Die Forschenden analysierten hierfür die Daten von über 10.000 Probanden aus der STRENGTH-Studie, die ein hohes Risiko für kardiovaskuläre Events aufwiesen. Die eine Hälfte erhielt für ein Jahr lang täglich 4 Gramm EPA und DHA, die andere Hälfte erhielt ein Placebo aus Maiskeimöl. Von allen Patient:innen waren Blutwerte verfügbar, die über die Höhe der EPA- und DHA-Spiegel Auskunft gaben. Im Mittel lagen die EPA- und DHA-Konzentrationen nach einem Jahr Therapie in der Verum-Gruppe bei 89 bzw. 91 µg/ml. Die Forschenden teilten die Probanden nun anhand ihres EPA- und DHA-Werts in drei Terzile ein. Im höchsten Terzil lagen die Konzentrationen beider Omega-3-Fettsäuren bei 151 bzw. 118 µg/ml und damit mehr als 400% bzw. 68% höher im Vergleich zur Placebo-Gruppe. Das primäre Endpunkt war als eine Kombination aus kardiovaskulärem Tod, Myokardinfarkt, Schlaganfall, koronarer Revaskularisierung oder instabiler Angina pectoris definiert.
Patient:innen im höchsten EPA-Terzil zeigten nach einem Jahr keinen Unterschied im Auftreten des primären Endpunkts (Eventrate: 11,3 % versus 11,0 % in der Placebogruppe, Hazard Ratio: 0,98, P = 0,81). Patient:innen im höchsten DHA-Terzil wiesen ebenfalls eine vergleichbare Eventrate zur Placebogruppe auf (11,4 % versus 11,0 % in der Placebogruppe, Hazard Ratio: 1,02, P = 0,85). Hinsichtlich möglicher Nebenwirkungen fanden sich keine relevanten Unterschiede.
Da die EPA/DHA-Konzentration im Blutplasma nicht die Konzentration im Gewebe widerspiegelt, analysierte das Forschungsteam auch die Konzentration beider Fettsäuren in roten Blutkörperchen. Auch hier fanden sich bei Patient:innen mit der höchsten EPA- und DHA-Konzentration keine Unterschiede hinsichtlich des primären Endpunkts im Vergleich zum Placebo.
Diese neue Auswertung der STRENGTH-Studie zeigt, dass die Omega-3-Fettsäuren EPA und DHA in hoher Konzentration nicht vor kardiovaskulären Ereignissen schützen, aber auch nicht schädlich sind.
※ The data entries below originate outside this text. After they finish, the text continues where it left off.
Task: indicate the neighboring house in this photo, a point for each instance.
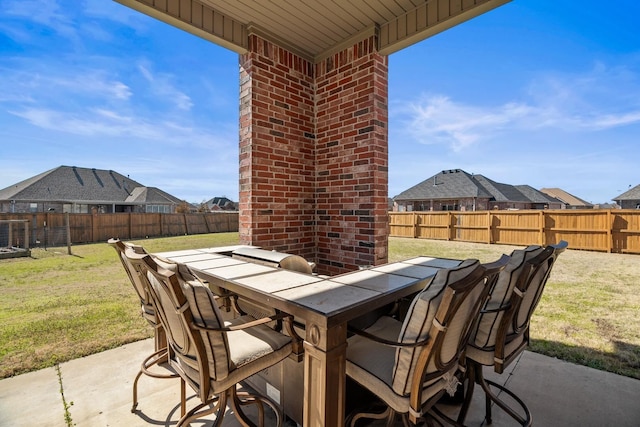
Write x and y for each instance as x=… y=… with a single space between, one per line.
x=221 y=204
x=82 y=190
x=570 y=201
x=460 y=191
x=630 y=199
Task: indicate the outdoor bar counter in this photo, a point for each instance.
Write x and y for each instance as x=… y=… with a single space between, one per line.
x=323 y=304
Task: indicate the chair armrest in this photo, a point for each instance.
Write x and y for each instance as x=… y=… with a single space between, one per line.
x=246 y=325
x=504 y=307
x=385 y=341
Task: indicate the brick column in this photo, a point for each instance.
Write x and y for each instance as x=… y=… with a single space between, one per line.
x=313 y=154
x=277 y=170
x=352 y=158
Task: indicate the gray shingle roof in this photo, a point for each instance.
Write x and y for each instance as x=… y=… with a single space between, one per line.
x=632 y=194
x=456 y=183
x=447 y=184
x=72 y=184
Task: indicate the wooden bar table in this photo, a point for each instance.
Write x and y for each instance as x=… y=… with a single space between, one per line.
x=324 y=305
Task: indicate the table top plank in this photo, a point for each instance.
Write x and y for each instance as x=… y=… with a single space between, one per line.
x=277 y=280
x=374 y=280
x=326 y=296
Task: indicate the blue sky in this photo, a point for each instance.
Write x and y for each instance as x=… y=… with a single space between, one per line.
x=537 y=92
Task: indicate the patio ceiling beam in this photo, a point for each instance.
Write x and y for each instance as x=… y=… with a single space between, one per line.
x=196 y=18
x=314 y=30
x=429 y=19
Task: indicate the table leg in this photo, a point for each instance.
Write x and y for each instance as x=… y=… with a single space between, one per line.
x=324 y=376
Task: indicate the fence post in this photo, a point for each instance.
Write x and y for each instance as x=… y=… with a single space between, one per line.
x=609 y=232
x=414 y=225
x=26 y=234
x=541 y=221
x=67 y=227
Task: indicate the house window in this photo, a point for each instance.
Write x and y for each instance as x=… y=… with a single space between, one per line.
x=158 y=209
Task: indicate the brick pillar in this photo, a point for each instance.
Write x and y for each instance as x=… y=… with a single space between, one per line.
x=277 y=176
x=352 y=158
x=313 y=154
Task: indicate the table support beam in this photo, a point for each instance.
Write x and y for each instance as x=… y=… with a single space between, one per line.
x=325 y=376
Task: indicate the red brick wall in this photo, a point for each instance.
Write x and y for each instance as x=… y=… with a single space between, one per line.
x=352 y=158
x=313 y=154
x=277 y=156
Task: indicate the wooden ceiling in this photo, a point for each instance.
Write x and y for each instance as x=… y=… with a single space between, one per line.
x=314 y=29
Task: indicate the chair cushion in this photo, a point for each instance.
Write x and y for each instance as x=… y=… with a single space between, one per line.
x=418 y=322
x=486 y=356
x=371 y=365
x=484 y=333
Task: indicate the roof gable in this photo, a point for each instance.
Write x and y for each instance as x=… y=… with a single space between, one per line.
x=447 y=184
x=631 y=194
x=565 y=197
x=74 y=184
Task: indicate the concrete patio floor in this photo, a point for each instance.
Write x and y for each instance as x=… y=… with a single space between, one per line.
x=99 y=388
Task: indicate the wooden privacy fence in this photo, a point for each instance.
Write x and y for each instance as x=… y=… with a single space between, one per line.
x=56 y=229
x=606 y=230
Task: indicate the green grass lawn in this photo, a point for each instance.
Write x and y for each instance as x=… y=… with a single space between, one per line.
x=56 y=307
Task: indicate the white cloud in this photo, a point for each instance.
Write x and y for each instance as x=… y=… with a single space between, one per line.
x=600 y=99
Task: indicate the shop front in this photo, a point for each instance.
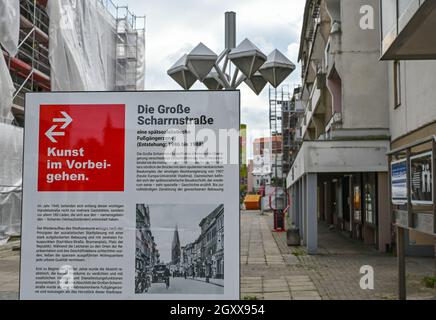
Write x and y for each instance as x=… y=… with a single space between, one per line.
x=342 y=184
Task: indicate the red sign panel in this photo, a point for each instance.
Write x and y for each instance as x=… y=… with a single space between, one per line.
x=81 y=148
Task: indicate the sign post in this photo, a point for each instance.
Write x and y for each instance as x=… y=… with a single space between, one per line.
x=131 y=195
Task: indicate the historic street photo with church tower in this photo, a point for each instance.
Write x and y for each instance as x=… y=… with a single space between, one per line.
x=179 y=249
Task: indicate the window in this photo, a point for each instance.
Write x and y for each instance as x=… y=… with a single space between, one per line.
x=397 y=83
x=370 y=198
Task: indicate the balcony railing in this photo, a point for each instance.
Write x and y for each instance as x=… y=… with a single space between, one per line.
x=403 y=24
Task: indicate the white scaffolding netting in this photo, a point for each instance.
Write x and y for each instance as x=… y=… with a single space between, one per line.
x=82 y=46
x=9 y=32
x=140 y=69
x=11 y=150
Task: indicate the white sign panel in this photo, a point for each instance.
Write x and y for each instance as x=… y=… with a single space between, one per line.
x=131 y=195
x=399 y=182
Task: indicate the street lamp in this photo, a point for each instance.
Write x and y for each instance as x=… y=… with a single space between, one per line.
x=214 y=71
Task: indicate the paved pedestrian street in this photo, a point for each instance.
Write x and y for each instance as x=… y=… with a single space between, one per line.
x=271 y=270
x=186 y=286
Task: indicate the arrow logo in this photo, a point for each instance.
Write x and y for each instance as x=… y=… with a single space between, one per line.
x=51 y=133
x=66 y=120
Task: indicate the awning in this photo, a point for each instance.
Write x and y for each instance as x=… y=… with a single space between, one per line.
x=339 y=157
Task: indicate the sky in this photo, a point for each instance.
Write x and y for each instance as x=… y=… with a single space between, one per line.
x=164 y=218
x=175 y=27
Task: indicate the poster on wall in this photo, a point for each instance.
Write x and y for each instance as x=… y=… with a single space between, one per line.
x=131 y=195
x=421 y=171
x=399 y=182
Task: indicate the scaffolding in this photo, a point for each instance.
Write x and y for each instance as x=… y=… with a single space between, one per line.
x=129 y=57
x=30 y=69
x=279 y=99
x=292 y=112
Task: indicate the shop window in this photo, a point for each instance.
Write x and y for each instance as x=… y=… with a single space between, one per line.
x=397 y=83
x=370 y=199
x=357 y=198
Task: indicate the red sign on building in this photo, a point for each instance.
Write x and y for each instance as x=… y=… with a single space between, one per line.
x=81 y=148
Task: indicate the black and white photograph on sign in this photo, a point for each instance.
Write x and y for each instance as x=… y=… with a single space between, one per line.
x=179 y=249
x=421 y=178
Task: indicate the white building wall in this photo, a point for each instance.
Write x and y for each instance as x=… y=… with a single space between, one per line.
x=364 y=77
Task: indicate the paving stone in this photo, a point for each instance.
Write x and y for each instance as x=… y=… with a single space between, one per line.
x=277 y=296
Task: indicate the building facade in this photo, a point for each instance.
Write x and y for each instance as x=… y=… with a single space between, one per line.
x=339 y=175
x=147 y=254
x=176 y=253
x=204 y=257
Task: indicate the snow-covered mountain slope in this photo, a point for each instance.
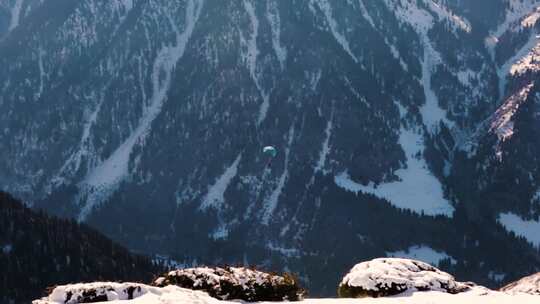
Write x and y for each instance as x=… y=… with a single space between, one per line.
x=176 y=295
x=146 y=119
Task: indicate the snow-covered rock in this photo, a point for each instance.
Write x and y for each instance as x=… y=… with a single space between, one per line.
x=177 y=295
x=392 y=276
x=237 y=283
x=94 y=292
x=530 y=285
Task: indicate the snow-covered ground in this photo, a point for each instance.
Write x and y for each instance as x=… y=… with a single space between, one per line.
x=530 y=230
x=176 y=295
x=422 y=253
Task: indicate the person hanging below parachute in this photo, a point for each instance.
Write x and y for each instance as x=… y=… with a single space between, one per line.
x=270 y=152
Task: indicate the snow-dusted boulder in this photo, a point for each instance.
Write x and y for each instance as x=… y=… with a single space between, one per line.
x=529 y=285
x=94 y=292
x=392 y=276
x=237 y=283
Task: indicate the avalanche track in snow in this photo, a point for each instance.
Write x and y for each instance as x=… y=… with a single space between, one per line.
x=103 y=180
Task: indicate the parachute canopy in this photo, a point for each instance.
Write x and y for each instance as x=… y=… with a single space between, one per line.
x=270 y=151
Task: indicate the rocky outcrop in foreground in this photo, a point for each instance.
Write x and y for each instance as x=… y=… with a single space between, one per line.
x=392 y=276
x=238 y=283
x=376 y=278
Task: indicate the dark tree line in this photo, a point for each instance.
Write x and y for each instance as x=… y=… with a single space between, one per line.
x=38 y=251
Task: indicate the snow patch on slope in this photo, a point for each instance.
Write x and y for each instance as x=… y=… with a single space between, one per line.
x=251 y=59
x=519 y=63
x=417 y=188
x=422 y=21
x=271 y=203
x=272 y=14
x=326 y=8
x=215 y=196
x=103 y=180
x=517 y=10
x=529 y=62
x=501 y=123
x=422 y=253
x=530 y=230
x=325 y=147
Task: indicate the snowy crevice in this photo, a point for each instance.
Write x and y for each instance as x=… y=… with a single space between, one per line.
x=365 y=13
x=215 y=195
x=326 y=9
x=417 y=188
x=325 y=150
x=501 y=122
x=105 y=178
x=251 y=59
x=271 y=202
x=517 y=63
x=15 y=15
x=422 y=21
x=42 y=73
x=525 y=228
x=272 y=14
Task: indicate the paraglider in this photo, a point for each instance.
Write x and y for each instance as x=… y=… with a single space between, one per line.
x=270 y=152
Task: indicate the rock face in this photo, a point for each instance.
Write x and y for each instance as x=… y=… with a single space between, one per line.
x=419 y=113
x=529 y=285
x=235 y=283
x=392 y=276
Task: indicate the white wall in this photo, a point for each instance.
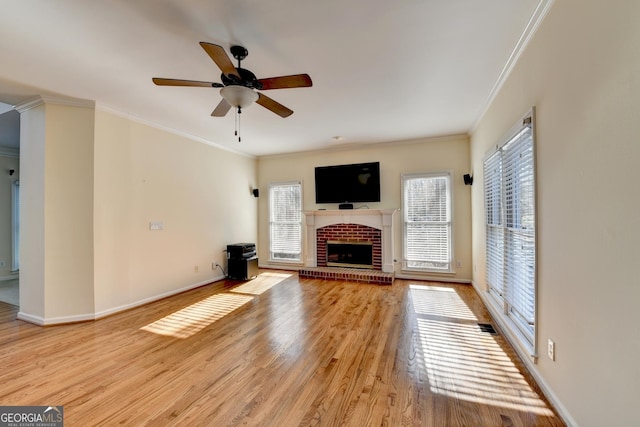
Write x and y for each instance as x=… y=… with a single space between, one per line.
x=201 y=194
x=92 y=182
x=396 y=158
x=582 y=72
x=6 y=183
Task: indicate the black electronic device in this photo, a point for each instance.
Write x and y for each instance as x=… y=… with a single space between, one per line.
x=241 y=250
x=243 y=268
x=352 y=183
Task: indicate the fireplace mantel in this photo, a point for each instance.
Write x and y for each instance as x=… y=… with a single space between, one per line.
x=381 y=219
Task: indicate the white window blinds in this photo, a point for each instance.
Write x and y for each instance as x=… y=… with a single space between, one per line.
x=427 y=222
x=509 y=187
x=285 y=222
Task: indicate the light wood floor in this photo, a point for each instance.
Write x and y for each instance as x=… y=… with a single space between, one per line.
x=277 y=351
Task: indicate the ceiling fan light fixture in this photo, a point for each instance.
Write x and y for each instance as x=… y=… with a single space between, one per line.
x=239 y=96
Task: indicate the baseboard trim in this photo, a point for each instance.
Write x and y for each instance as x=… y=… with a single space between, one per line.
x=526 y=359
x=41 y=321
x=144 y=301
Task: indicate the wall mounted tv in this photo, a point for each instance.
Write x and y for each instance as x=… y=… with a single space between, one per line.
x=354 y=183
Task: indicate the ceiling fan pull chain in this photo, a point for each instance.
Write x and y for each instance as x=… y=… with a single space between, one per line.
x=238 y=112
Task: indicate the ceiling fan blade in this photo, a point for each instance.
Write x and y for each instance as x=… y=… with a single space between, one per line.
x=221 y=58
x=222 y=109
x=284 y=82
x=177 y=82
x=274 y=106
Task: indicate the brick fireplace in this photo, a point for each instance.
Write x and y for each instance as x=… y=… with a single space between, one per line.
x=357 y=225
x=345 y=234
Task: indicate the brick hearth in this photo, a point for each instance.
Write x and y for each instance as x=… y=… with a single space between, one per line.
x=351 y=274
x=349 y=233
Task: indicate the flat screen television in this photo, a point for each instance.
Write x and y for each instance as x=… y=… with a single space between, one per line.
x=354 y=183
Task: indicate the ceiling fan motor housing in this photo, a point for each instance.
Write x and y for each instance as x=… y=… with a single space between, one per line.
x=247 y=79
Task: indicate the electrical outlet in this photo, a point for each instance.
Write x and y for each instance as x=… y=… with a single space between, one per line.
x=551 y=349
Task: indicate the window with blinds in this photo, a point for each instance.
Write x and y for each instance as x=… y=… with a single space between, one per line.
x=285 y=222
x=509 y=196
x=427 y=222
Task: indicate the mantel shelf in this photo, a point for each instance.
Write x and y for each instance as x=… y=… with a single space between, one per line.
x=381 y=219
x=342 y=212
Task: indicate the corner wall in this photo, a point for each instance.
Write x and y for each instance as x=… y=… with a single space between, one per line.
x=200 y=194
x=582 y=72
x=91 y=184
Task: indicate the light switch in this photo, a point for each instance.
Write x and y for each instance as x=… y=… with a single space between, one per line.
x=156 y=225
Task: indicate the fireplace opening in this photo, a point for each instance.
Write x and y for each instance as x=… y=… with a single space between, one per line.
x=349 y=254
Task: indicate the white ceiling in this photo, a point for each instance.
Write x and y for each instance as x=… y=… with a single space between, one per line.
x=381 y=71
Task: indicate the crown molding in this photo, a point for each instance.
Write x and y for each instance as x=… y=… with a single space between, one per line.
x=54 y=100
x=532 y=26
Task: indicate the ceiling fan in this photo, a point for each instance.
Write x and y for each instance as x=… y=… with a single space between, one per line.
x=239 y=87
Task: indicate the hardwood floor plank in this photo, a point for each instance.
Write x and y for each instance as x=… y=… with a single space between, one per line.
x=280 y=351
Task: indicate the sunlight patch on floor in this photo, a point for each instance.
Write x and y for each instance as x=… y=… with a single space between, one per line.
x=462 y=362
x=192 y=319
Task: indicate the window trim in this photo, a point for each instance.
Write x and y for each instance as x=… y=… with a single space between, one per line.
x=528 y=340
x=300 y=258
x=434 y=174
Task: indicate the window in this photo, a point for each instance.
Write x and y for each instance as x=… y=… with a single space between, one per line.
x=427 y=222
x=285 y=222
x=509 y=196
x=15 y=225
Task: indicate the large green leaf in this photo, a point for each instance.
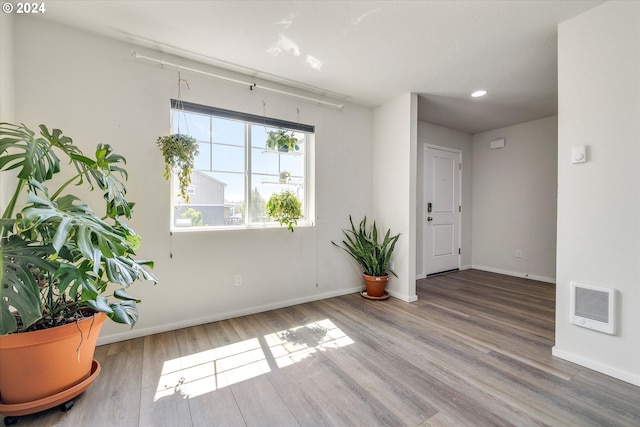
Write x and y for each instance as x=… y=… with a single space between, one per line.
x=19 y=290
x=58 y=234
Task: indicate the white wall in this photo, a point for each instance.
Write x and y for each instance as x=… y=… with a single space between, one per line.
x=444 y=137
x=92 y=89
x=599 y=201
x=6 y=89
x=514 y=200
x=395 y=135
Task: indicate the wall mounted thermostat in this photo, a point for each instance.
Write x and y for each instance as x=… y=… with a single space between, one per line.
x=579 y=154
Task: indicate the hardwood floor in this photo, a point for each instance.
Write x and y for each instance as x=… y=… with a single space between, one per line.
x=475 y=350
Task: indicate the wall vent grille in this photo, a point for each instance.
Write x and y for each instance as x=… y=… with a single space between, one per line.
x=593 y=307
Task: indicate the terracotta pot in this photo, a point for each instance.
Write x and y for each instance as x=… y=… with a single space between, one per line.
x=35 y=365
x=375 y=285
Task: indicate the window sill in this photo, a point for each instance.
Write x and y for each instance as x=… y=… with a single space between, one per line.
x=262 y=226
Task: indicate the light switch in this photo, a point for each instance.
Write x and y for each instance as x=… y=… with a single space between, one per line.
x=579 y=154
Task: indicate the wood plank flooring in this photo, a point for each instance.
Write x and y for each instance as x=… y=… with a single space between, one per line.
x=475 y=350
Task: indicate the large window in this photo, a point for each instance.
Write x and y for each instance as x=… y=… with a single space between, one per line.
x=235 y=172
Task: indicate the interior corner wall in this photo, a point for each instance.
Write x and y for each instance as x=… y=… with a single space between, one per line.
x=599 y=201
x=7 y=95
x=90 y=87
x=437 y=135
x=395 y=129
x=514 y=200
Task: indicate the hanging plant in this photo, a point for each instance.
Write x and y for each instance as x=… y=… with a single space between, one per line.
x=179 y=153
x=285 y=208
x=282 y=140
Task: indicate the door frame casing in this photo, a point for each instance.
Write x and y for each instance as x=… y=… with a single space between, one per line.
x=423 y=208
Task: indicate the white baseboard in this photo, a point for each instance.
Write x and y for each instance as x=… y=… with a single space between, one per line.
x=137 y=333
x=597 y=366
x=516 y=274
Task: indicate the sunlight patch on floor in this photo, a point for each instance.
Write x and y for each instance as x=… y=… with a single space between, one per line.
x=200 y=373
x=292 y=345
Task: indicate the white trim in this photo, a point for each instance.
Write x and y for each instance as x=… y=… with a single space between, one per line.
x=597 y=366
x=515 y=274
x=137 y=333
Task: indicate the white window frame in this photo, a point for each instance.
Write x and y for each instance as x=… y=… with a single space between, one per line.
x=306 y=220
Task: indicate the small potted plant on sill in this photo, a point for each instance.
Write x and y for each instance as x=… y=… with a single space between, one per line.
x=371 y=255
x=284 y=208
x=282 y=140
x=284 y=177
x=179 y=153
x=59 y=262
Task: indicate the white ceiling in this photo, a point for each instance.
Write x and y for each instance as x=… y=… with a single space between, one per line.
x=365 y=52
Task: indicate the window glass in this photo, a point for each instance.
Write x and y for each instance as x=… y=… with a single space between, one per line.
x=235 y=173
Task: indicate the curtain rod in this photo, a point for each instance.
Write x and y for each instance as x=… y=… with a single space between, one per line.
x=252 y=86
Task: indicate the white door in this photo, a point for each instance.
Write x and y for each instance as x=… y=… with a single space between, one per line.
x=441 y=210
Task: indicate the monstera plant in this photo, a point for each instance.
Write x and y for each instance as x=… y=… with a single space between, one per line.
x=64 y=267
x=58 y=256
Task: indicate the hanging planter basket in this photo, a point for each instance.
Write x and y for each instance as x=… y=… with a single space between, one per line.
x=179 y=153
x=282 y=140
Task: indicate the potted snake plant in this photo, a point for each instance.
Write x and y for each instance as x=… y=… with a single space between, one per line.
x=371 y=254
x=64 y=268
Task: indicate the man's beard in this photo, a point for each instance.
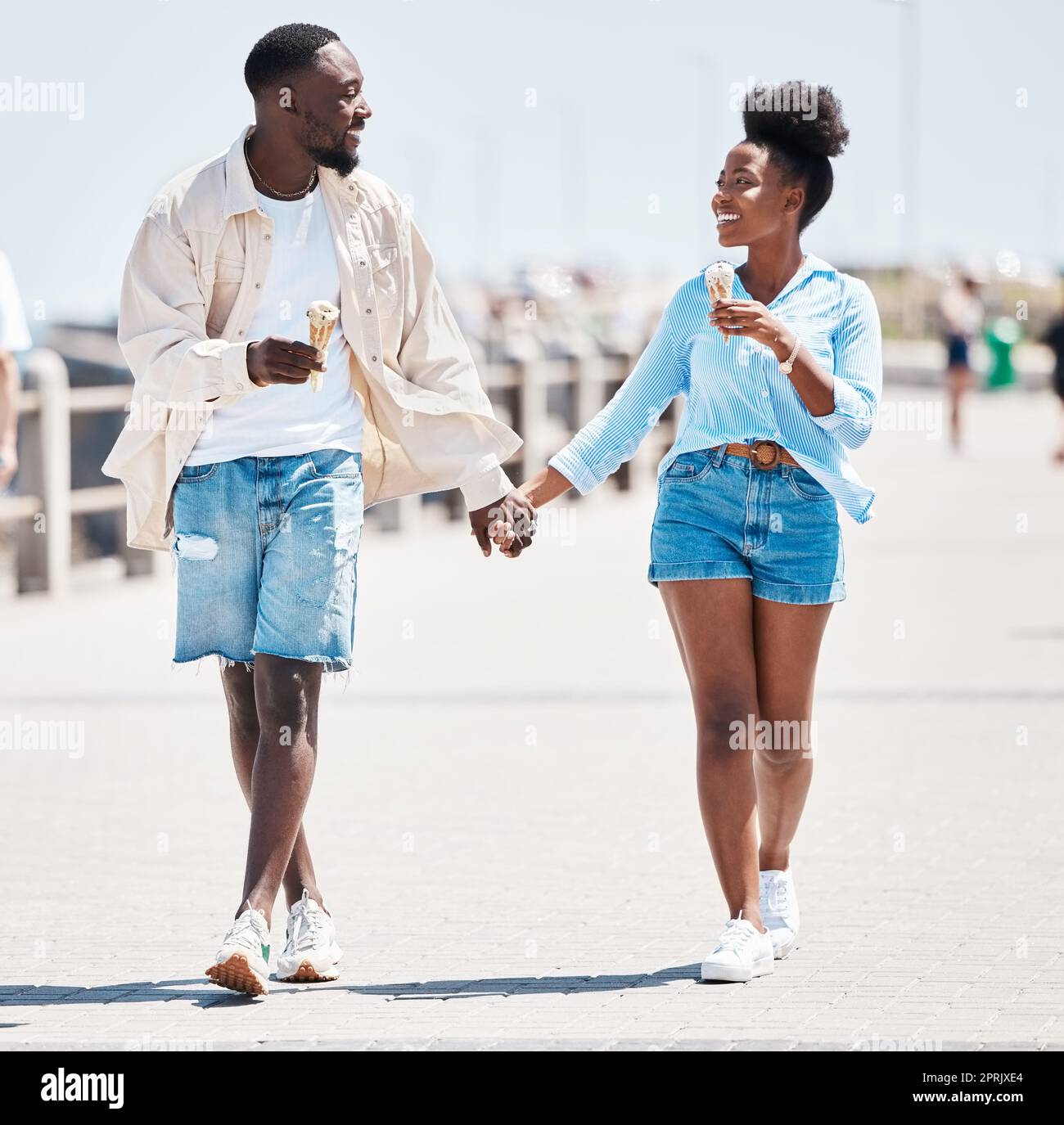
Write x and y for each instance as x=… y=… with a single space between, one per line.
x=327 y=147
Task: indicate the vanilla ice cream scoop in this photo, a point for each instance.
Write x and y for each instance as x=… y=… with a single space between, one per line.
x=323 y=318
x=719 y=277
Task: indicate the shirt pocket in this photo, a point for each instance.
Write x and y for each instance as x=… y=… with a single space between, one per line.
x=383 y=263
x=225 y=278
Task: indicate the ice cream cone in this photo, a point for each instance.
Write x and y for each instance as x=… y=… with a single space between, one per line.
x=719 y=277
x=322 y=317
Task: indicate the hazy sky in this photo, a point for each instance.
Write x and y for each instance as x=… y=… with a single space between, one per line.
x=584 y=131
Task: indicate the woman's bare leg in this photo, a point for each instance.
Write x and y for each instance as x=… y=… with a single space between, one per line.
x=713 y=623
x=786 y=641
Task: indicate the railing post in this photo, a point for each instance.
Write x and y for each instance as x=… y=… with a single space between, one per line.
x=533 y=411
x=44 y=542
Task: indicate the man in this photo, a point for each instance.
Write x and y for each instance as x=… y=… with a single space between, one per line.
x=255 y=482
x=14 y=338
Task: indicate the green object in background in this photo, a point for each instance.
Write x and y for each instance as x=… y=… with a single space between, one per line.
x=1001 y=336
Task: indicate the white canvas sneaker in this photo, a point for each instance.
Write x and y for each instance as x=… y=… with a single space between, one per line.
x=741 y=953
x=311 y=951
x=242 y=963
x=779 y=911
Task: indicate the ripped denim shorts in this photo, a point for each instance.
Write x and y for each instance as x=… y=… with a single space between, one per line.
x=266 y=551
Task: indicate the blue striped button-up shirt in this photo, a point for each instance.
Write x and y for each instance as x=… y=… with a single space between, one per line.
x=737 y=393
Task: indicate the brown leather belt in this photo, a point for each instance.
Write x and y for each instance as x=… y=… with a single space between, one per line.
x=764 y=455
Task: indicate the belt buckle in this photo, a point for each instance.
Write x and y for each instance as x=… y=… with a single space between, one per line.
x=758 y=452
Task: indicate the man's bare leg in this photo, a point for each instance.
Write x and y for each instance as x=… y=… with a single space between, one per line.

Damit unterscheiden sich die Ergebnisse dieser Neuauswertung der STRENGTH-Studie von der REDUCE-IT-Studie, die eine schützende Wirkung von hochdosiertem EPA in Bezug auf das kardiovaskuläre Risiko gefunden hat. Eine Erklärung dafür könnte sein, dass in der STRENGTH-Studie ein EPA + DHA Präparat untersucht wurde, also nicht nur EPA allein. Eine weitere Erklärung könnte in dem verwendeten Placebo liegen. In der STRENGTH-Studie wurde Maiskeimöl benutzt, während in der REDUCE-IT-Studie ein Placebo auf Mineralölbasis verwendet wurde. Letzteres wirkt sich negativ auf das Lipidprofil und Entzündungswerte aus und könnte somit im Vergleich ein Verum-Präparat gut dastehen lassen.
Daher kann aktuell nicht abschließend geklärt werden, ob hochdosierte Omega-3-Fettsäuren einen günstigen Effekt auf das Herz-Kreislauf-Risiko besitzen. Weitere Studien sind notwendig, insbesondere solche, die beide Placebos (Maiskeimöl versus Mineralöl) und beide Verum-Produkte (EPA versus EPA/DHA) miteinander vergleichen.
Quelle:
Nissen et al. Association Between Achieved ω-3 Fatty Acid Levels and Major Adverse Cardiovascular Outcomes in Patients With High Cardiovascular Risk. A Secondary Analysis of the STRENGTH Trial. JAMA Cardiol. Published online May 16, 2021.